I'm sure this has been posted about to death but I'm still curious as to thoughts about how to lose a significant amount of weight with Hashimotos.

Some background: I went undiagnosed for at least 11 months and in that time, I gained roughly 70 lbs., which is a lot on my 5'3" frame. When I found out about my Hashimotos, I figured that once I was properly medicated, the weight would come off with a little effort, since it was put on without doing anything differently. Well, that plan didn't pan out. In the middle of February, I started a low-calorie diet based on recommendations from a nutritionist I saw at my endocrinology appointment. About a week later, I started exercising regularly and now I'm in the gym every morning (7 days a week) for 40 minutes of hard cardio and 4 days I incorporate weights. It's been 5 weeks and I've lost a minimal amount of weight.

How do you lose the weight that Hashimoto's put on while still having this awful disease? I feel like I have NO metabolism anymore and I'm WAY too young for that.

Any thoughts are much appreciated.


----------



## Octavia (Aug 1, 2011)

It is my belief that you should be able to lose weight with a reasonable diet and exercise plan IF you are euthyroid. I suspect your levels might not be quite right yet???


----------



## lainey (Aug 26, 2010)

In 11 months you gained approximately 1.5 pounds per week.
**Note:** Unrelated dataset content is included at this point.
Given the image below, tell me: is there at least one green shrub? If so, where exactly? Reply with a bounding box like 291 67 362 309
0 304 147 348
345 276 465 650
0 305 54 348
If you lose 1/2 to 1 pound per week, you would be doing well, and that would be considered a good weight loss rate.

There are diet and exercise habits that contribute to weight gain, regardless of thyroid status. Maintaining a normal weight as you age requires a constant vigilance--losing a substantial amount of weight requires commitment. This is a life long lifestyle/change.

You've done a good job seeing a nutritionist and getting back into an exercise routine. Keep it up and you should see results.

There are no magic pills or numbers here. Only consistent and hard work.


----------



## lexi731 (Dec 6, 2012)

Octavia said:


> It is my belief that you should be able to lose weight with a reasonable diet and exercise plan IF you are euthyroid. I suspect your levels might not be quite right yet???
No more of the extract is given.